Question

Using MOT, compare $O_{2}^{+}\,and\,O_{2}^{-}$ species and choose the incorrect option.
(A)- $O_{2}^{+}$ have higher bond order than $O_{2}^{-}$
(B)- $O_{2}^{-}$is less stable
(C)- $O_{2}^{+}$is diamagnetic while $O_{2}^{-}$ is paramagnetic
(D)- Both $O_{2}^{+}$and $O_{2}^{-}$ are paramagnetic

Answer 1

Hint: In the given species, using MOT we will determine the accommodation of the electrons in the molecular orbitals which will further help in determining the bond order, stability, and magnetic nature of the molecule.

Complete step by step solution:
In the oxygen atom, with Z = 8, it has electronic configuration $1{{s}^{2}}2{{s}^{2}}2{{p}^{4}}$. Then the total number of electrons in ${{O}_{2}}$ is 16. In the $O_{2}^{+}$ form, deficient of one electron, it has a total of 15 electrons and with one extra electron the $O_{2}^{-}$ form has 17 electrons.
The atoms combine together to form the molecule, in which the electrons are now accommodated in the molecular orbitals. So, the electronic configuration of the species is as follows:
$O_{2}^{+}={{(\sigma 1s)}^{2}}{{({{\sigma }^{*}}1s)}^{2}}{{(\sigma 2s)}^{2}}{{({{\sigma }^{*}}2s)}^{2}}{{(\sigma 2{{p}_{z}})}^{2}}{{(\pi 2{{p}_{x}})}^{2}}={{(\pi 2{{p}_{y}})}^{2}}{{({{\pi }^{*}}2{{p}_{x}})}^{1}}$
$O_{2}^{+}={{(\sigma 1s)}^{2}}{{({{\sigma }^{*}}1s)}^{2}}{{(\sigma 2s)}^{2}}{{({{\sigma }^{*}}2s)}^{2}}{{(\sigma 2{{p}_{z}})}^{2}}{{(\pi 2{{p}_{x}})}^{2}}={{(\pi 2{{p}_{y}})}^{2}}{{({{\pi }^{*}}2{{p}_{x}})}^{2}}{{({{\pi }^{*}}2{{p}_{y}})}^{1}}$

Then, the bond order of the species will be now determined using the number of electrons the bonding and the antibonding orbitals, from the formula:
$\text{Bond}\,\text{order = }\dfrac{\text{1}}{\text{2}}\text{ (no}\text{.}\,\text{of}\,\text{electrons}\,\,\text{in}\,\,\text{bonding}\,\text{orbitals - no}\text{.}\,\text{of}\,\text{electrons}\,\text{in}\,\text{anti-bonding}\,\text{orbitals)}$
So, in $O_{2}^{+}$ molecules with 10 electrons in bonding orbitals and 5 electrons in antibonding orbitals. The bond order is $=\dfrac{(10-5)}{2}=2.5$
Similarly, in $O_{2}^{-}$ molecules, with 10 electrons in bonding orbitals and 7 electrons in antibonding orbitals. The bond order is $=\dfrac{(10-7)}{2}=1.5$
Thus, the bond order of $O_{2}^{+}$ is higher than $O_{2}^{-}$ molecule.
Now, the stability of the molecule is determined by the number of electrons in the antibonding orbital. More the number of electrons in the antibonding orbitals, more is the instability of the molecule. So, the $O_{2}^{-}$ with greater number of electrons in the antibonding orbitals compared to $O_{2}^{+}$ . It is less stable.
Also, with the number of unpaired electrons in the molecule, the magnetic nature can be determined. As from the electronic configuration it is seen that, both the species have one unpaired electron in their anti-bonding orbital. Thus, making them paramagnetic in nature.

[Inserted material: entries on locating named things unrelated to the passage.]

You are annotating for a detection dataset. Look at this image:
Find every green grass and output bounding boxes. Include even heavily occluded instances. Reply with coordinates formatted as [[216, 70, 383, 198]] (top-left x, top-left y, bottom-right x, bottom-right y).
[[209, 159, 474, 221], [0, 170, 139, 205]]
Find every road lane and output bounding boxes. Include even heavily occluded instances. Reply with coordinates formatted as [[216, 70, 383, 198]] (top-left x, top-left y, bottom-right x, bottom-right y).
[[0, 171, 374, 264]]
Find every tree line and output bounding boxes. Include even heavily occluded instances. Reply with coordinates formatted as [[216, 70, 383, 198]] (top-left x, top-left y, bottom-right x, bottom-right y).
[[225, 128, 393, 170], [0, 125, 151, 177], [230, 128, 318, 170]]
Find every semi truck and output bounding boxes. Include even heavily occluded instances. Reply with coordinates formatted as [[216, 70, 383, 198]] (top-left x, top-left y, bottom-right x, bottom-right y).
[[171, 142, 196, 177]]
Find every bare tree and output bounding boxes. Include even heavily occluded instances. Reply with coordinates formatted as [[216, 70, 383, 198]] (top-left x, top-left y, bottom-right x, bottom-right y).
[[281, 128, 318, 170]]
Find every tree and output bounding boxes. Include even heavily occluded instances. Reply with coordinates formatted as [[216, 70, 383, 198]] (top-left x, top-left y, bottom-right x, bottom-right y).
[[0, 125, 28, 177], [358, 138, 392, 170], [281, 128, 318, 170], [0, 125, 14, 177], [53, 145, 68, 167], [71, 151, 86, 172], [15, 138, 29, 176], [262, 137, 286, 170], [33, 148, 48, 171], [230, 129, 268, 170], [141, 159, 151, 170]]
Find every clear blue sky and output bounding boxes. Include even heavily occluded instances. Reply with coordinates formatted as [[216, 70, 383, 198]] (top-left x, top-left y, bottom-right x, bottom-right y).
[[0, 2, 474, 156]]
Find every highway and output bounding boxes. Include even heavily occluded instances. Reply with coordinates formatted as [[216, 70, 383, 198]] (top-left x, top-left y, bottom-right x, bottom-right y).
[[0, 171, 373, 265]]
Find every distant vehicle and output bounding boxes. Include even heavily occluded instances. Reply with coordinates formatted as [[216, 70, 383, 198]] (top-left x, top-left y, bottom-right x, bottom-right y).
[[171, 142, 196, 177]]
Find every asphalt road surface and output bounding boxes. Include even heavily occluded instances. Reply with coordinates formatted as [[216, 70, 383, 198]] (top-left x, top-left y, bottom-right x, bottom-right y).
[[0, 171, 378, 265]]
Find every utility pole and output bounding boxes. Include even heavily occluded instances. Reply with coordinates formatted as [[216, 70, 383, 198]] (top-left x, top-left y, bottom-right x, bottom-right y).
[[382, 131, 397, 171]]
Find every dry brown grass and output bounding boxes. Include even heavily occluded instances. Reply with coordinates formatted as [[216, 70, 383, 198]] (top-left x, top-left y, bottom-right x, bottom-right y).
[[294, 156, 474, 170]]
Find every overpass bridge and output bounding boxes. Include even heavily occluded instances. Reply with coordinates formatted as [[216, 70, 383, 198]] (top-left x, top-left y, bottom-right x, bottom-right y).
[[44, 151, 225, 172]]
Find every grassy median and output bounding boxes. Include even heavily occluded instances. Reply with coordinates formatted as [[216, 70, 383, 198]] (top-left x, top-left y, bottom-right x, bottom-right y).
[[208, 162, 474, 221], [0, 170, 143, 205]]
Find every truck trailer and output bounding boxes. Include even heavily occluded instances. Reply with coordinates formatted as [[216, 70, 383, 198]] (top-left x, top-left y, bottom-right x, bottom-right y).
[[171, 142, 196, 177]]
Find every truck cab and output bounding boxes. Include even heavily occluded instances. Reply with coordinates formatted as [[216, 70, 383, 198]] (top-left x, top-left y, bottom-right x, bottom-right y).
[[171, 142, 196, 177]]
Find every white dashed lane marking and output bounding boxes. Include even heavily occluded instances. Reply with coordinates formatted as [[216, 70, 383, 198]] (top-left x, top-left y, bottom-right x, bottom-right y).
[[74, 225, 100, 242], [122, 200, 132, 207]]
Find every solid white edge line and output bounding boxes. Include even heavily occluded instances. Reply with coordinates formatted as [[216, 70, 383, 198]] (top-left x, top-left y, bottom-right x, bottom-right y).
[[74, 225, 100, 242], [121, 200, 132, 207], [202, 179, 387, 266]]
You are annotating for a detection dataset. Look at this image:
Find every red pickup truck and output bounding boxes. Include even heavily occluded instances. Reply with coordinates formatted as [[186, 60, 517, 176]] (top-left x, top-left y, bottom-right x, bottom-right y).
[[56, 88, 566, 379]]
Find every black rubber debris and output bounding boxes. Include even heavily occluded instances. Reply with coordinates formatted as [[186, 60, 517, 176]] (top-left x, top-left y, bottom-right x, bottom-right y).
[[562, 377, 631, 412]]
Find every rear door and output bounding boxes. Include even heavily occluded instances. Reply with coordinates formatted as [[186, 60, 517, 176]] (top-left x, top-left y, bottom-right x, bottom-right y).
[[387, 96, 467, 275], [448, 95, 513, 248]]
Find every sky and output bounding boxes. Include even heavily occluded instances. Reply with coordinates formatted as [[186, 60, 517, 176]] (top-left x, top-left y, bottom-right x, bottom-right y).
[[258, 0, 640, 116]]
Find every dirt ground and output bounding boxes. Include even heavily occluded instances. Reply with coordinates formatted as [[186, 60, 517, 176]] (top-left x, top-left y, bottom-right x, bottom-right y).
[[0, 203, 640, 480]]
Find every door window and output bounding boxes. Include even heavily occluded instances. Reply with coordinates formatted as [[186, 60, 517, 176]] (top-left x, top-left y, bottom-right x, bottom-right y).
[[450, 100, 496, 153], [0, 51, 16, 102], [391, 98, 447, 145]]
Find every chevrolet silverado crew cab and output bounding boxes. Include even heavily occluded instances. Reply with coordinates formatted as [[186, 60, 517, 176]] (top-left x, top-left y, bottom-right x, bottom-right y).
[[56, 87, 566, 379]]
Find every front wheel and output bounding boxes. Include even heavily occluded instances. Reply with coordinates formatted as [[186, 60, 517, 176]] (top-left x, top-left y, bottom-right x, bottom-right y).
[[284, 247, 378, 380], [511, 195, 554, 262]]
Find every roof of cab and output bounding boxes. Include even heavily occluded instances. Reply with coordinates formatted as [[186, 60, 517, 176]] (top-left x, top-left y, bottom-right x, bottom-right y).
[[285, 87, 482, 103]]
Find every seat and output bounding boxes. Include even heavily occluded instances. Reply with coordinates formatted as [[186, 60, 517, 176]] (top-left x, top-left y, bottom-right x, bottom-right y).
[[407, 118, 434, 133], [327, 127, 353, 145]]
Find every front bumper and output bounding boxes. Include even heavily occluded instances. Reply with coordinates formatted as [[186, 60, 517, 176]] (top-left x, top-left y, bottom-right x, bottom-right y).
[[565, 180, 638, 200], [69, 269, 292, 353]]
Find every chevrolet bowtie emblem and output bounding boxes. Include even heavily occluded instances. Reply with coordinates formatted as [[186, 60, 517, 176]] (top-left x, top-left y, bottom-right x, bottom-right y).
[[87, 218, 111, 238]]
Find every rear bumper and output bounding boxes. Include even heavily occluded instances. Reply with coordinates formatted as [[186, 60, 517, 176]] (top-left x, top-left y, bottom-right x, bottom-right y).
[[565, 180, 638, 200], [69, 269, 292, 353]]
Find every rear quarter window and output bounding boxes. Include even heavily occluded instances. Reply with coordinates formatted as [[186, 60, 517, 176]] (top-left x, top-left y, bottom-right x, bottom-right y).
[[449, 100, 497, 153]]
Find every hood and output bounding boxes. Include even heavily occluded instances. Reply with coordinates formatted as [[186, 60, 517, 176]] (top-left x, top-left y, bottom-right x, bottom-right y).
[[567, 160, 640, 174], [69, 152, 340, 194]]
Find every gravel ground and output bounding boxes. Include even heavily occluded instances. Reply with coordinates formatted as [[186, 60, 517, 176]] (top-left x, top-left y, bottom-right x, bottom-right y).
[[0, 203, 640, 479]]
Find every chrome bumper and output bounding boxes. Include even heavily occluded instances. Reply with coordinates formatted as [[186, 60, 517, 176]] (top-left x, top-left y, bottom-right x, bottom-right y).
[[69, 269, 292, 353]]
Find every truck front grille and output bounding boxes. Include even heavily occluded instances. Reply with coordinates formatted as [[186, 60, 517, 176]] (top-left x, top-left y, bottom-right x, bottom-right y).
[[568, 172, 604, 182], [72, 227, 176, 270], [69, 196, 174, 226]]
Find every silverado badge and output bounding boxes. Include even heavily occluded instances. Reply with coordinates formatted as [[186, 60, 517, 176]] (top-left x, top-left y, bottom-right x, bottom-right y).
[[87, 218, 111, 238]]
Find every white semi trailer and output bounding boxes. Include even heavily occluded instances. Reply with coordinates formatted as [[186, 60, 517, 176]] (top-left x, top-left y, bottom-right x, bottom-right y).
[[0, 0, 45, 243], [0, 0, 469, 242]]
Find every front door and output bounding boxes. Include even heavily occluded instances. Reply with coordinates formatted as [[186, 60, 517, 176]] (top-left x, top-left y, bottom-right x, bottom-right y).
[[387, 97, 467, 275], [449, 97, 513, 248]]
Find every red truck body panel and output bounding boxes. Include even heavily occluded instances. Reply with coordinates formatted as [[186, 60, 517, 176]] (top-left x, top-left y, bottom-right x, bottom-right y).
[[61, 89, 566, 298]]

Therefore, the incorrect statement for the given species will be option (C)- $O_{2}^{+}$is diamagnetic while $O_{2}^{-}$ is paramagnetic.

Note: The energy of the bonding orbital is lower than the antibonding orbitals in the molecule. And the filling of electrons in the molecular orbitals also follows the Aufbau principle, Pauli’s exclusion principle and the Hund’s rule.